Appreciation is like water to a plant. It can do without it but gradually will
wilt due to lack of it. That is what happens to interpersonal relationships. We
are quick to criticize but hesitate to applaud. How many of us take the trouble
to thank the liftman who opens doors and presses buttons day in and day out?
How many husbands thank the wife for laying out a good meal or how many wives
thank their husbands for being ‘there’ for them? How many children thank their
parents for giving them good education or how many parents thank their children
for making them proud? How many bosses express their satisfaction of the
subordinates’ performance or subordinates appreciate their boss’s concern? We
all need a pat on the back once in a while and let us make it a daily habit –
of appreciating someone – at work and at home. I have read that a psychological
law of reciprocity says, if you make me
feel good about myself, I will find a way to make you feel good about yourself.
Arranged
Marriage:
This is a
favourite topic for debates. According to the younger generation, love marriage
is better as they can ‘vibe’ well. I think marriage is a big gamble
anyway-arranged or otherwise. There is a lot to say in favour of each and against
both. The biggest advantage of an arranged marriage is that when it rocks;
everyone rallies around to help the couple save the marriage! While in a love
marriage, the attitude is one of ‘you made your bed, so you manage the lumps’!

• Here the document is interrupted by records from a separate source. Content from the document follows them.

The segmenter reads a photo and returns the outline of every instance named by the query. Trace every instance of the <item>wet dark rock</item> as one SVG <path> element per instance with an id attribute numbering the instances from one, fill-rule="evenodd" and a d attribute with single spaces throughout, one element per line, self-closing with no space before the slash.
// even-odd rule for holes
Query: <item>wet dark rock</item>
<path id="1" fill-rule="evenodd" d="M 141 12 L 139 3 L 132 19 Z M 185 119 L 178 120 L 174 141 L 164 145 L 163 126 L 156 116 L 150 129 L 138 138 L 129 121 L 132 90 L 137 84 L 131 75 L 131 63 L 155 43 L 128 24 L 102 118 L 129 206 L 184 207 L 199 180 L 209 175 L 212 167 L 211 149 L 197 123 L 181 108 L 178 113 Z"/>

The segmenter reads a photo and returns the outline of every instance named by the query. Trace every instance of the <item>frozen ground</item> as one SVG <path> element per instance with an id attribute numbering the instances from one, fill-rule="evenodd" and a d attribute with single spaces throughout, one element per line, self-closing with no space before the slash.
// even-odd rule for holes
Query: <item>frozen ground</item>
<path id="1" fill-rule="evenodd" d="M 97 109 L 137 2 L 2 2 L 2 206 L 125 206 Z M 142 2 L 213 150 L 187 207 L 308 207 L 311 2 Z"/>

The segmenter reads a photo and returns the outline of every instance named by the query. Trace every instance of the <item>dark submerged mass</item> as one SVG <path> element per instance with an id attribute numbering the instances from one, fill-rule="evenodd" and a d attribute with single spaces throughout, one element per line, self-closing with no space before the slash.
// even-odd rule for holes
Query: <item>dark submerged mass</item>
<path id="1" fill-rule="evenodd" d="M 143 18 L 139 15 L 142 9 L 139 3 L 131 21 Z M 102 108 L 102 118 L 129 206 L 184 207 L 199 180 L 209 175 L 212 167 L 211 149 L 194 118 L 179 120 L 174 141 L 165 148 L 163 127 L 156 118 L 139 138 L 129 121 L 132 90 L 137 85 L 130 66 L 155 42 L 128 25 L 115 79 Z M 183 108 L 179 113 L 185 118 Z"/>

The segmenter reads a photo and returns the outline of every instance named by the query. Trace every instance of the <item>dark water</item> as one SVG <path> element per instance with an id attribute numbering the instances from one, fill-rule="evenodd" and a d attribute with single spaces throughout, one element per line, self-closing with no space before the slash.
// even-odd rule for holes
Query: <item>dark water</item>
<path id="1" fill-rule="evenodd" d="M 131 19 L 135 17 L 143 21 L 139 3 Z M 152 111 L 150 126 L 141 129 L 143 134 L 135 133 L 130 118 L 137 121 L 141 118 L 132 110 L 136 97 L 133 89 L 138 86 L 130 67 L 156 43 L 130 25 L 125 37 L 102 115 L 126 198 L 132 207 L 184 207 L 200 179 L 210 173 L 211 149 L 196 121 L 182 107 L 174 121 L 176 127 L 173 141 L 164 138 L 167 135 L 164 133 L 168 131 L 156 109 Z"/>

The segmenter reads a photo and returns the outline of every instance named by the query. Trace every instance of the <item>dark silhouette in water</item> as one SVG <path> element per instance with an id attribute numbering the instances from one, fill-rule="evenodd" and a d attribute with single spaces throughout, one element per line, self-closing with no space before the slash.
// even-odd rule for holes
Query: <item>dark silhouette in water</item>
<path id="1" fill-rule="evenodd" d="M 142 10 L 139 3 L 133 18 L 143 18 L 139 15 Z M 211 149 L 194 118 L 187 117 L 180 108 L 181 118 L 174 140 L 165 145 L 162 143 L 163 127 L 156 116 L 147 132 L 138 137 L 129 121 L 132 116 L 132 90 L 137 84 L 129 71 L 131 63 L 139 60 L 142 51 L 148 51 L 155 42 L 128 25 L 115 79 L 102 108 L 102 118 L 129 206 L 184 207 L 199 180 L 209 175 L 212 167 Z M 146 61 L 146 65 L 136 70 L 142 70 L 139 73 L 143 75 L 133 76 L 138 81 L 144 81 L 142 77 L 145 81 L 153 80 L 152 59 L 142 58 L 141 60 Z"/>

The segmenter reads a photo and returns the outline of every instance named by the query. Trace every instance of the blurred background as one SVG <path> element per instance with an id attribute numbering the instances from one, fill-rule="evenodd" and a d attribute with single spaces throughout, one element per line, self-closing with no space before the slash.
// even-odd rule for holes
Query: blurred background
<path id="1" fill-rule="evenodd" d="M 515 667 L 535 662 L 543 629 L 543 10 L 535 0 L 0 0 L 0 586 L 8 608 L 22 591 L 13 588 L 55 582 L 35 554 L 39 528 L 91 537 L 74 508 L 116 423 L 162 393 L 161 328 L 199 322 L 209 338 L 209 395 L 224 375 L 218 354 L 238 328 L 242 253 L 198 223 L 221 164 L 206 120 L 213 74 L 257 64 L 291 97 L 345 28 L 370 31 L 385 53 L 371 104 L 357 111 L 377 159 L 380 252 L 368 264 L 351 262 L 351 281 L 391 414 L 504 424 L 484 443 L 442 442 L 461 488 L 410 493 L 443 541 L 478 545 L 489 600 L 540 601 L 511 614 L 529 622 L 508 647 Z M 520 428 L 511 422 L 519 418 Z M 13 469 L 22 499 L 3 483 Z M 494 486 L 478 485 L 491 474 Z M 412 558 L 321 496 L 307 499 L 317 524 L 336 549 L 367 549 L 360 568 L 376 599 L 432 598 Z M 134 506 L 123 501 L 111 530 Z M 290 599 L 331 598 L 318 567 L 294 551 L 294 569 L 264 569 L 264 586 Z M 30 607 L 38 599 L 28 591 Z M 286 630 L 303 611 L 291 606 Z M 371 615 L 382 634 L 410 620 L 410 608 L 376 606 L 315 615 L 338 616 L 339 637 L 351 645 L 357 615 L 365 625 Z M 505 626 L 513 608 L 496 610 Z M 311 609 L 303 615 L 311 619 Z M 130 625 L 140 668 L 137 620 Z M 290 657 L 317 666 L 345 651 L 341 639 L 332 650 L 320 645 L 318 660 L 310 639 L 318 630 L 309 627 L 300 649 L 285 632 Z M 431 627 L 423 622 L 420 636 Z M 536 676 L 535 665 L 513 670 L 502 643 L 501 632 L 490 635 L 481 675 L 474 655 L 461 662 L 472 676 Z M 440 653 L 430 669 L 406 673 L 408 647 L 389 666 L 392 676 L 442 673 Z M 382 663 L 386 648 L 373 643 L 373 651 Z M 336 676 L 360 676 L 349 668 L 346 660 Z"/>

If a love alliance is based on mature consideration of each others likes and
dislikes and approach to life, it should do well. But if based on superficial
considerations like looks or status-it is bad news. Most love matches are
frowned upon by parents on either side for various reasons. If this is overcome
before marriage, it is good going, if not, it is again bad news. Ultimately,
the couple should remember that they not only marry each other but are wedded
to the family too-at least in Indian society. Considering this, arranged
marriages are more workable as the parents do a background check, look into
economic, social and cultural compatibility- all of which can smoothen rough
edges in marriage. But then, I repeat marriage is a gamble so use your head and
not your heart when you choose a mate-is my advice. As the matrimonial Ad of a
young man read ‘wanted girl with house and car-send picture of house and car’!
Assertiveness:
Most
of the problems women face are due to lack of assertiveness which is the
ability to honestly express your opinion,
feelings, attitudes, and rights, without undue anxiety, in a way that doesn’t
infringe on the rights of others. It’s a middle ground between being a bully
and a doormat. It involves respect both for your own needs and feelings and for
those of the other person. In the stereotyped role that women play as
daughter/wife/daughter-in-law, assertiveness is rarely found. Which is perhaps
the reason why they are stressed out. One of the most important requirements
for assertiveness is knowing what you want in life and the ability to verbalise
it. You also need the courage of your conviction to stand by your goal,
whatever the hurdle.
As
people practice assertive communication, you can almost see that little spark
of self-respect glimmer, flicker, take hold, and burst into flame. People can
sense it when you respect yourself, and they will treat you with respect. And
that is the ultimate goal of assertive communication.